I've named our pigeon "Kuu", as in "coo", the sound pigeons and doves make. But Kuu is also Finnish for "moon". Our glowing white—and for awhile longer, glowing yellow—peaceful moon bird. She (okay, I haven't checked gender yet, but for now it's 'she') is living with the chickens where she has a 16 foot long, 7 foot high yard for free flight. She has her own protected roost inside the coop and another platform in the yard. She's eating, drinking, flying, and cooing but still underweight. We have no idea how old she is or even if she'll survive the stress of her recent history. She's understandably apprehensive and shy. A story to be continued.

"Pretty Girl" and "Pheasant" - Those names gotta go!

"Pretty Girl" and "Pheasant" - Those names gotta go!

Meanwhile, the two adopted hens are adapting well to their new home. They don't have names yet, but the hen we've been calling "pretty girl" laid her first white egg yesterday. Today she laid her second egg while I was in the pen with the chicks. I felt honored that she trusted me to stay. The other hen, who I've temporarily called "pheasant" due to her long red tail feathers, has yet to lay.

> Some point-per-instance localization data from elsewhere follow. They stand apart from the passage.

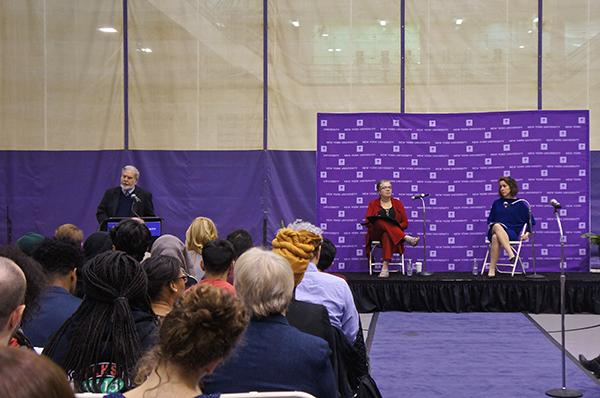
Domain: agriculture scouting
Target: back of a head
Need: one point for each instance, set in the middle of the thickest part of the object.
(241, 240)
(12, 286)
(327, 254)
(29, 242)
(58, 258)
(131, 236)
(217, 256)
(161, 270)
(203, 326)
(70, 233)
(24, 374)
(34, 274)
(200, 231)
(114, 284)
(264, 281)
(98, 242)
(170, 245)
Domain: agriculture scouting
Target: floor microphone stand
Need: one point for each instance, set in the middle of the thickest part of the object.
(424, 271)
(563, 391)
(535, 275)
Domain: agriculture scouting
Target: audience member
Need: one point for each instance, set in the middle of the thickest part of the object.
(70, 233)
(131, 236)
(241, 241)
(29, 242)
(166, 283)
(103, 340)
(200, 331)
(281, 357)
(36, 284)
(96, 243)
(60, 260)
(217, 259)
(200, 231)
(24, 374)
(170, 245)
(320, 287)
(12, 286)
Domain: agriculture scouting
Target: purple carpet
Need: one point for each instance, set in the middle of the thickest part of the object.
(468, 355)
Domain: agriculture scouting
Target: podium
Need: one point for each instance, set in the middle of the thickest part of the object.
(154, 224)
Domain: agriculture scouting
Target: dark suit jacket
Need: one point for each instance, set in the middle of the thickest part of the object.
(110, 202)
(274, 356)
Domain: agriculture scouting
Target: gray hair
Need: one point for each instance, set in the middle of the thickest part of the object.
(134, 169)
(12, 285)
(264, 282)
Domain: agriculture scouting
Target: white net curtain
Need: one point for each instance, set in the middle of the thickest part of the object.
(196, 67)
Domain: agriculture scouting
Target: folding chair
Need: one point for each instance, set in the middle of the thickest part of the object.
(516, 246)
(374, 244)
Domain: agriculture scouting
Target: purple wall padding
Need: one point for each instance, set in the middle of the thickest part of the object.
(43, 189)
(457, 158)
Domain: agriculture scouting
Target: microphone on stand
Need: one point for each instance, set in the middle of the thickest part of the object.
(554, 203)
(134, 197)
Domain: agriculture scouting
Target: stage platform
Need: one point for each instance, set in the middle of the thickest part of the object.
(463, 292)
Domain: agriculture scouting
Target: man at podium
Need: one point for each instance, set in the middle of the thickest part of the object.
(126, 200)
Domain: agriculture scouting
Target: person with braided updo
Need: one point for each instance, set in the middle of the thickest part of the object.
(100, 344)
(199, 332)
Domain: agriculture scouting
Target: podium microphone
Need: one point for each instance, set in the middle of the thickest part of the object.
(134, 197)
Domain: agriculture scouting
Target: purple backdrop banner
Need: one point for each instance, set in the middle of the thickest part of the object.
(457, 159)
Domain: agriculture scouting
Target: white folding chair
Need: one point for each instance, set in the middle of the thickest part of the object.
(374, 244)
(506, 267)
(275, 394)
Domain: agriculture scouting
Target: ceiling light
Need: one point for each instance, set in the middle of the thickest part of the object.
(107, 29)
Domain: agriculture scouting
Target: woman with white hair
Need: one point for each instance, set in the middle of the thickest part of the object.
(273, 355)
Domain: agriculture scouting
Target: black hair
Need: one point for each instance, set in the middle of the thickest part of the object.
(241, 240)
(217, 256)
(512, 184)
(114, 283)
(34, 275)
(131, 236)
(58, 257)
(161, 270)
(327, 254)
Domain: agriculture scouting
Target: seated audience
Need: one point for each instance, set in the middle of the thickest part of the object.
(166, 283)
(318, 287)
(60, 260)
(29, 242)
(70, 233)
(24, 374)
(12, 286)
(100, 344)
(169, 245)
(200, 231)
(36, 284)
(200, 331)
(131, 236)
(241, 241)
(96, 243)
(273, 355)
(217, 259)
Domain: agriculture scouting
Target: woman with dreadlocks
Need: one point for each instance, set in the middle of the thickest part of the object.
(101, 343)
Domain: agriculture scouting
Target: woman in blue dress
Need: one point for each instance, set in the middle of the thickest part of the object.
(507, 217)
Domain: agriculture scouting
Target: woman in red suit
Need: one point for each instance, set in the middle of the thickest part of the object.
(391, 236)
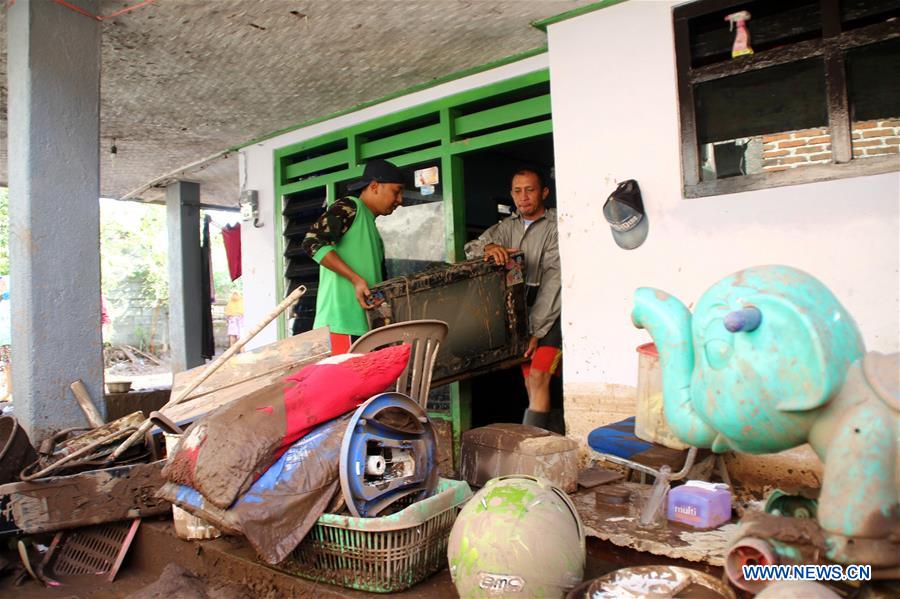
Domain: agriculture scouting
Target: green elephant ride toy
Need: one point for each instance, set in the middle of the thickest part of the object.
(770, 360)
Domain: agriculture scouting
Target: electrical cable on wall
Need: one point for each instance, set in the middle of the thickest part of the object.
(91, 15)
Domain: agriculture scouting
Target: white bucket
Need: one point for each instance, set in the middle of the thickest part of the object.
(188, 526)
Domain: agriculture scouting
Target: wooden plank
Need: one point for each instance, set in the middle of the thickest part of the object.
(760, 60)
(838, 105)
(795, 176)
(247, 372)
(256, 363)
(795, 52)
(94, 497)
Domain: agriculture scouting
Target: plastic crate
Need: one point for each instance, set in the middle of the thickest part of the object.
(381, 555)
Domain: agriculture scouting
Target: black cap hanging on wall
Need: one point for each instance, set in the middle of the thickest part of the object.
(624, 211)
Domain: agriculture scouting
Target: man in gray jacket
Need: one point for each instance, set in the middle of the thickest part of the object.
(532, 229)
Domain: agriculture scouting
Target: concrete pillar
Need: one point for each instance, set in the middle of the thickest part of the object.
(53, 70)
(185, 283)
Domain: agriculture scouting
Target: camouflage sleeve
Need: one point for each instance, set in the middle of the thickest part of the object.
(328, 230)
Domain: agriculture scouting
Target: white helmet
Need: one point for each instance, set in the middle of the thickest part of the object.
(519, 536)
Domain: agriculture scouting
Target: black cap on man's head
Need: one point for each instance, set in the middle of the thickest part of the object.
(377, 170)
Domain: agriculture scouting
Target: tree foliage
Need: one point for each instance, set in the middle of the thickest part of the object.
(133, 250)
(4, 231)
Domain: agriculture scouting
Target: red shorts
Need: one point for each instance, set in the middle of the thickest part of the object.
(546, 359)
(340, 344)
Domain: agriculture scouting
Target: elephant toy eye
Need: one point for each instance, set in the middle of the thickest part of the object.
(718, 353)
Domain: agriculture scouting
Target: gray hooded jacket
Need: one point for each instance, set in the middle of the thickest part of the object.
(540, 243)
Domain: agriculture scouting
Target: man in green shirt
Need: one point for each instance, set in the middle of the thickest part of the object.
(348, 248)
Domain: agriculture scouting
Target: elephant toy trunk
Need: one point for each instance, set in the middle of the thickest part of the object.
(669, 323)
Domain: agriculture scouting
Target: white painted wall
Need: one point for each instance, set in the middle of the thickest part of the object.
(615, 117)
(258, 172)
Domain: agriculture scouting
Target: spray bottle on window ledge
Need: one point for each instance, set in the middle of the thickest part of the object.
(741, 44)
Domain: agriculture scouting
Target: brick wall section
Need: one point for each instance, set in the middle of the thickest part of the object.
(791, 149)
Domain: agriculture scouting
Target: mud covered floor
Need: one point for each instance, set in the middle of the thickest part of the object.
(160, 566)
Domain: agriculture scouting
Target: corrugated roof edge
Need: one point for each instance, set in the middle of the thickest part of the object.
(576, 12)
(409, 90)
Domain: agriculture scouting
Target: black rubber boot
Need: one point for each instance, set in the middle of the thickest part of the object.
(538, 419)
(557, 421)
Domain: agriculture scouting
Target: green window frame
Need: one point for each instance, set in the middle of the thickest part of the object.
(444, 129)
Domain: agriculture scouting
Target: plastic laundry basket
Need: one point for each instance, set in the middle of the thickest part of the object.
(381, 555)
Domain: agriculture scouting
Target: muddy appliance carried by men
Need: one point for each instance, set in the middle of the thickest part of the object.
(770, 360)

The four chicks absolutely loved their first day outside today. They took their first sand baths and napped in the sun. They are now two weeks old and appear anxious to leave their indoor brooding box now that they've had a taste of the great outdoors. However, they'll likely stay inside a couple more weeks until they can handle hen-pecking and cool night temperatures.

Pretty Girl's first two eggs.

Pretty Girl's first two eggs.

Here's a video of the chicks playing in the sand for the first time:

Naming the chickens is still a work in progress, but when asked what they'd name the chicks, our nieces and nephew came up with "Cluckers", "Goldie", and "Egg". Kind of great names if you ask me :) Here are the girls at 1 week old:

"Goldie" - Buff Orpington - brown eggs

"Goldie" - Buff Orpington - brown eggs

"Cluckers" - Silver Wyandotte - brown eggs

"Cluckers" - Silver Wyandotte - brown eggs

(unnamed) - Buff Orpington - brown eggs

(unnamed) - Buff Orpington - brown eggs

"Egg" - Black Sex Link (Black Star) - brown eggs

"Egg" - Black Sex Link (Black Star) - brown eggs

I should probably say that that completes our brood, buuuuut we theoretically have room for another hen and it sure would be fun to have some blue-green eggs mixed in with the whites and browns. So maybe an Araucana is in our future? Only if AK is on-board and only if one comes up for adoption. Adoption was my promise to this project from day one.